Bulgarian Prime Minister Boiko Borissov, speaking after EU leaders approved on November 25 the agreement on the withdrawal of the UK from the EU, said that the day was a historic one but in a negative way “because a state, the UK, is leaving the EU”.
Borissov, one of the heads of government who attended the Brussels meeting, said that the agreement under Article 50 and the political declaration had been approved “but this is not the end of the process”.
There would still be work on future relations over the next two years, he said.
Maximum good relations were needed so that there could be co-operation “especially through special services” on fighting terrorism, trafficking of human beings, illegal drugs and money laundering, Borissov said.
The Bulgarian Prime Minister said that the EU should show particular vigilance regarding the rights and interests of citizens, the need to maintain ambitious conditions for equality, including in the case of Bulgaria and Britain.
“For Bulgarian citizens who live in the UK, for Bulgarian firms and businesses, but also on a reciprocal basis, because many Britons live in Bulgaria,” Borissov said, noting that the agreement provides for the settlement of the status of European citizens living, work and study in the UK with reciprocal guarantees.
He said that the UK should continue to respect financial parameters.
“To comply with all the arrangements so that there is no legal vacuum for our companies, to avoid the hard boundary between Ireland and Northern Ireland, that we have agreed.”

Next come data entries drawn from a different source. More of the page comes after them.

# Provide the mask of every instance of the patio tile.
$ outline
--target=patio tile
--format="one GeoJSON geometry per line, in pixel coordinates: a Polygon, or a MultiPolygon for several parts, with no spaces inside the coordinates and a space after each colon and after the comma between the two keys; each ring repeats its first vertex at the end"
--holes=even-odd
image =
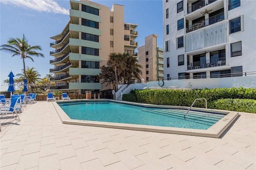
{"type": "Polygon", "coordinates": [[[76,156],[72,144],[59,147],[57,150],[60,160],[76,156]]]}
{"type": "Polygon", "coordinates": [[[40,170],[60,169],[58,154],[40,158],[38,169],[40,170]]]}
{"type": "Polygon", "coordinates": [[[72,139],[70,141],[74,149],[88,146],[83,138],[72,139]]]}
{"type": "Polygon", "coordinates": [[[5,153],[22,150],[25,147],[26,141],[11,143],[5,151],[5,153]]]}
{"type": "Polygon", "coordinates": [[[55,141],[57,147],[68,145],[71,144],[70,140],[67,136],[55,139],[55,141]]]}
{"type": "Polygon", "coordinates": [[[107,148],[94,151],[104,166],[120,161],[120,160],[116,156],[107,148]]]}
{"type": "Polygon", "coordinates": [[[55,143],[41,146],[40,147],[39,154],[40,158],[57,153],[58,151],[55,143]]]}
{"type": "Polygon", "coordinates": [[[22,154],[30,154],[40,151],[40,142],[26,144],[24,147],[22,154]]]}
{"type": "Polygon", "coordinates": [[[26,144],[36,143],[41,141],[41,134],[28,136],[27,139],[26,144]]]}
{"type": "Polygon", "coordinates": [[[120,152],[114,154],[129,169],[134,169],[145,164],[127,150],[120,152]]]}
{"type": "Polygon", "coordinates": [[[104,170],[105,168],[99,159],[95,159],[89,161],[82,162],[83,168],[85,170],[104,170]]]}
{"type": "Polygon", "coordinates": [[[38,166],[39,152],[22,155],[20,158],[17,169],[25,169],[38,166]]]}
{"type": "Polygon", "coordinates": [[[98,158],[90,147],[79,148],[75,151],[80,162],[89,161],[98,158]]]}
{"type": "Polygon", "coordinates": [[[22,150],[5,153],[0,160],[1,169],[3,166],[17,164],[19,162],[22,150]]]}
{"type": "Polygon", "coordinates": [[[60,160],[62,170],[82,170],[81,163],[77,156],[73,156],[60,160]]]}

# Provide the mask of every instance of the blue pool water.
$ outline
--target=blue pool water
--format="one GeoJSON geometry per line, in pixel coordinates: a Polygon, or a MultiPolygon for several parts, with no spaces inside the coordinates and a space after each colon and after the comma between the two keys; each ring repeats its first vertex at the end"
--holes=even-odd
{"type": "Polygon", "coordinates": [[[58,103],[72,119],[207,129],[225,115],[149,108],[110,101],[58,103]]]}

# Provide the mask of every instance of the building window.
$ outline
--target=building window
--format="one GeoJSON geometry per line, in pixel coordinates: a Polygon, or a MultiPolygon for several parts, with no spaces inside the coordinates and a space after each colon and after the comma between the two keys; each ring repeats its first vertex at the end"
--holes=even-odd
{"type": "Polygon", "coordinates": [[[124,30],[130,30],[130,25],[124,24],[124,30]]]}
{"type": "Polygon", "coordinates": [[[243,66],[231,67],[231,77],[243,76],[243,66]]]}
{"type": "Polygon", "coordinates": [[[183,36],[179,37],[177,38],[178,48],[184,47],[183,45],[183,36]]]}
{"type": "Polygon", "coordinates": [[[88,55],[99,56],[99,49],[90,48],[89,47],[82,47],[82,53],[88,55]]]}
{"type": "Polygon", "coordinates": [[[242,42],[231,44],[231,57],[242,55],[242,42]]]}
{"type": "Polygon", "coordinates": [[[87,69],[99,69],[100,68],[100,62],[97,61],[81,61],[81,67],[87,69]]]}
{"type": "Polygon", "coordinates": [[[211,71],[210,78],[221,78],[231,77],[230,69],[211,71]]]}
{"type": "Polygon", "coordinates": [[[177,4],[177,13],[183,10],[183,1],[180,1],[180,2],[177,4]]]}
{"type": "Polygon", "coordinates": [[[170,40],[165,42],[165,51],[170,51],[170,40]]]}
{"type": "Polygon", "coordinates": [[[241,17],[239,17],[229,21],[229,34],[241,31],[241,17]]]}
{"type": "Polygon", "coordinates": [[[114,47],[114,42],[110,41],[110,47],[114,47]]]}
{"type": "Polygon", "coordinates": [[[81,38],[82,40],[92,42],[99,42],[99,36],[90,34],[88,33],[82,33],[81,38]]]}
{"type": "Polygon", "coordinates": [[[178,30],[181,30],[184,28],[183,18],[178,20],[178,30]]]}
{"type": "Polygon", "coordinates": [[[114,22],[114,16],[110,16],[110,22],[113,23],[114,22]]]}
{"type": "Polygon", "coordinates": [[[193,79],[206,79],[206,72],[194,73],[193,73],[193,79]]]}
{"type": "Polygon", "coordinates": [[[99,15],[99,10],[90,6],[86,6],[84,5],[82,5],[82,11],[94,15],[99,15]]]}
{"type": "Polygon", "coordinates": [[[231,10],[240,6],[240,0],[229,0],[228,10],[231,10]]]}
{"type": "Polygon", "coordinates": [[[189,79],[189,73],[179,73],[179,77],[180,79],[189,79]]]}
{"type": "Polygon", "coordinates": [[[98,83],[97,80],[96,76],[90,75],[81,75],[81,82],[82,83],[98,83]]]}
{"type": "Polygon", "coordinates": [[[124,41],[130,41],[130,36],[128,35],[124,35],[124,41]]]}
{"type": "Polygon", "coordinates": [[[91,21],[85,19],[82,19],[82,26],[99,29],[99,23],[91,21]]]}
{"type": "Polygon", "coordinates": [[[178,65],[184,65],[184,54],[178,56],[178,65]]]}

“EU27 has endorsed the Withdrawal Agreement and Political Declaration on the future EU-UK relations,” European Council President Donald Tusk said on Twitter.
Deutsche Welle reported that later, Tusk posted another tweet saying that despite “the difficult process of ratification” and negotiations to come, the EU and Britain would always remain friends.
The proposed deal outlines how Britain can keep close to the EU market after a two to four-year transition. The treaty also covers financial matters, citizens’ rights and Brexit’s impact on Northern Ireland, and sets out hopes for future security and trade ties between the EU and Britain, DW said.